The Senators entered the third period Saturday down 3-1, but they fought back with two third-period goals and prevailed 4-3 in overtime on a tally by defenseman Dion Phaneuf, sending the crowd at Canadian Tire Centre into a frenzy.
Here’s how it all went down.
Bruins defenseman Joe Morrow hadn’t played for the Bruins since Jan. 22, but he was forced into making his playoff debut in Game 2 after Colin Miller was unable to go. Miller left Game 1 after a knee-on-knee collision.
The first period was pretty forgettable.
The Bruins led 10-9 in shots on goal, but most of them came from outside of the high-danger areas. Ottawa’s neutral zone trap led to most of the 16 giveaways between the teams and also contributed to many of the dump-ins that didn’t produce much offense.

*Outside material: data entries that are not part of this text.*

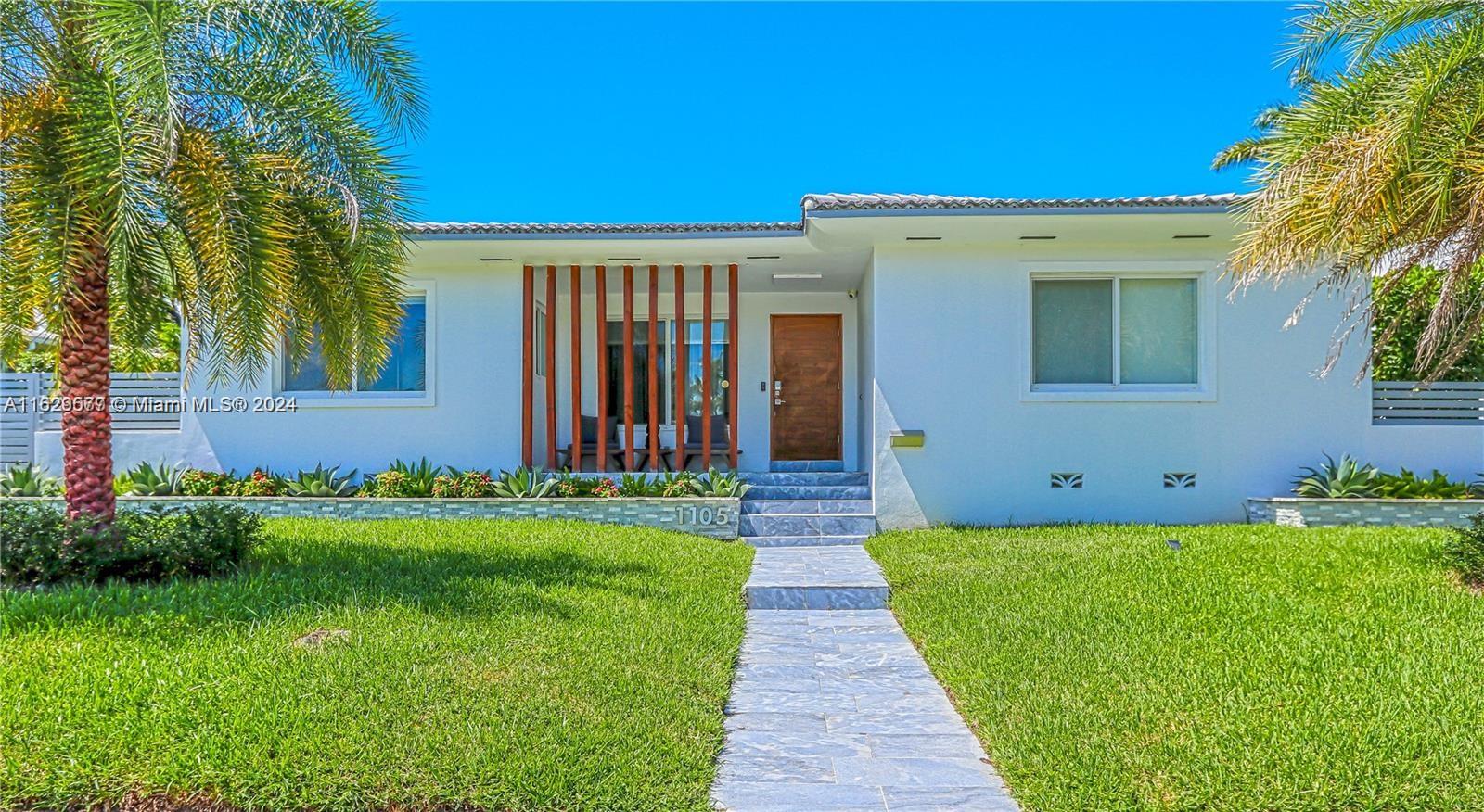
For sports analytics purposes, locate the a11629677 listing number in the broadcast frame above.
[0,396,299,415]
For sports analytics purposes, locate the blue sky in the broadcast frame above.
[386,3,1289,222]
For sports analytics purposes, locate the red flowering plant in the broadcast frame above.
[237,468,284,497]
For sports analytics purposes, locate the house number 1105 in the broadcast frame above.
[675,505,732,525]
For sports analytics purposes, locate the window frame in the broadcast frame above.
[604,312,730,431]
[273,280,438,409]
[1019,260,1217,403]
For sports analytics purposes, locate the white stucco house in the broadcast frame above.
[39,194,1484,527]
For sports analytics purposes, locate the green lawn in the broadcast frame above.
[0,520,752,810]
[868,525,1484,810]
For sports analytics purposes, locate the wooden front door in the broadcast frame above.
[769,314,843,460]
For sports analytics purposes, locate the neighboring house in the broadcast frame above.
[26,194,1484,527]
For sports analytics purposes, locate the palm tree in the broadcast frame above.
[1215,0,1484,379]
[0,0,423,522]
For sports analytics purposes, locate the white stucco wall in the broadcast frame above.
[188,252,521,473]
[868,240,1484,527]
[174,246,861,475]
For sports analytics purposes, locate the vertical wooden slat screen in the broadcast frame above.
[647,265,659,471]
[521,265,536,468]
[623,265,633,471]
[569,265,582,471]
[675,265,685,471]
[546,265,556,468]
[727,264,740,471]
[700,265,712,470]
[595,265,608,471]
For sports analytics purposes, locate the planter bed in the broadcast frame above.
[1247,497,1484,527]
[15,497,740,539]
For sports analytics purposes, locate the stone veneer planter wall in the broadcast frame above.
[12,497,742,539]
[1247,497,1484,527]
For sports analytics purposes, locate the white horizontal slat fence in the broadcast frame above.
[1371,381,1484,426]
[0,372,183,467]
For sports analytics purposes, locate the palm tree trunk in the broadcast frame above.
[61,238,114,523]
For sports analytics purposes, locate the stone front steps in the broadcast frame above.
[739,461,888,609]
[747,483,871,500]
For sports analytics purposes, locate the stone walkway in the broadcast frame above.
[710,547,1018,812]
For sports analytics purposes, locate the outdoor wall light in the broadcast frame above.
[892,428,928,449]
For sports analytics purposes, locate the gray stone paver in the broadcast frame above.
[710,609,1018,812]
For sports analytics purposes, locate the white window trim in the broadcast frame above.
[273,280,438,409]
[1019,260,1217,403]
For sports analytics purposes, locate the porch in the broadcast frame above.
[521,255,864,473]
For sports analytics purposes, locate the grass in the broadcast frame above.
[0,518,751,812]
[868,525,1484,810]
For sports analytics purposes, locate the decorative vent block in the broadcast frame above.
[1165,471,1196,488]
[1051,473,1081,488]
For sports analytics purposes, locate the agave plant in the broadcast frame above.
[651,471,696,498]
[1294,453,1380,500]
[619,475,662,497]
[0,465,62,497]
[287,465,358,498]
[116,460,186,497]
[692,467,752,500]
[388,456,443,497]
[490,468,556,500]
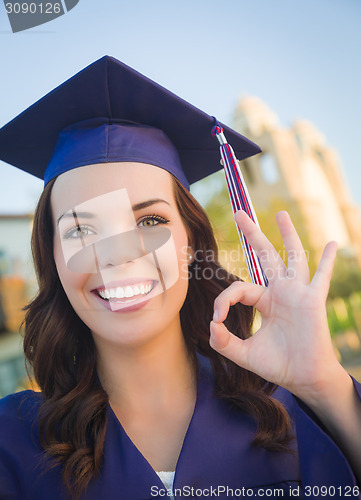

Each team had limited power-play time, as a penalty negated the Senators’ only man-advantage opportunity and gave Boston a short one.
BLUE LINE BLUES
The Bruins entered the game without regular defensemen Torey Krug, Brandon Carlo and Colin Miller because of injuries. B’s D-man Adam McQuaid left Game 2 in the first period and headed to the locker room. The Bruins later revealed he suffered an upper body injury. McQuaid never returned to the game, which left the Bruins with just five defensemEn for the remaining 40 minutes of action.
Senators defenseman Mark Borowiecki also exited in the first period after crashing feet-first into the boards. Ottawa announced early in the second period that he wouldn’t return to Game 2 because of a lower body injury.
The Bruins finally opened the scoring at 9:47 of the second period when trade-deadline acquisition Drew Stafford beat Sens goalie Craig Anderson.
The Senators used a coach’s challenge to review the play for offsides, and even though it appeared Stafford was offside, the replays didn’t provide definitive proof, and the original good goal call was upheld.
The Senators went on the power play just seconds after the Bruins’ goal, and they didn’t take long to even the score. Clarke MacArthur finished off a pretty passing sequence with his first goal in more than two years.
He beat Bruins goalie Tuukka Rask high glove side.
The Bruins didn’t waste much time reclaiming the lead, either. Anderson tried to the play the puck in his own zone, and it backfired in a major way, leading to an open net for B’s forward Tim Schaller on the penalty kill. He buried it for his first career playoff goal, which gave Boston a 2-1 second-period lead. Schaller’s tally came just 1:42 after MacArthur’s tying goal.
Patrice Bergeron continued the Bruins’ offensive onslaught with an impressive deflection for a power-play goal to give Boston a 3-1 second-period lead. Bergeron tipped a David Pastrnak shot for the B’s largest lead of the series. Ryan Spooner also picked up an assist.
LIFE FOR OTTAWA
The Senators looked lifeless to start the third period, but they trimmed the deficit to one when Chris Weidman beat Rask with a shot from the point. Bruins defenseman Charlie McAvoy screened Rask a bit, as the B’s netminder was late to pick up the puck.
The Sens tied it up soon after when captain and No. 1 defenseman Erik Karlsson skated around the Bruins to set up Derick Brassard for the tying goal.
Ottawa’s two goals came in a span of just two minutes and 20 seconds.
The Senators completed their comeback with a game-winning overtime goal from Phaneuf just 1:59 into the extra frame. It came just after Boston killed Zdeno Chara’s minor penalty for delay of game.
The series shifts to Boston for Game 3 on Monday night at TD Garden. Puck drop is scheduled for 7 p.m. ET.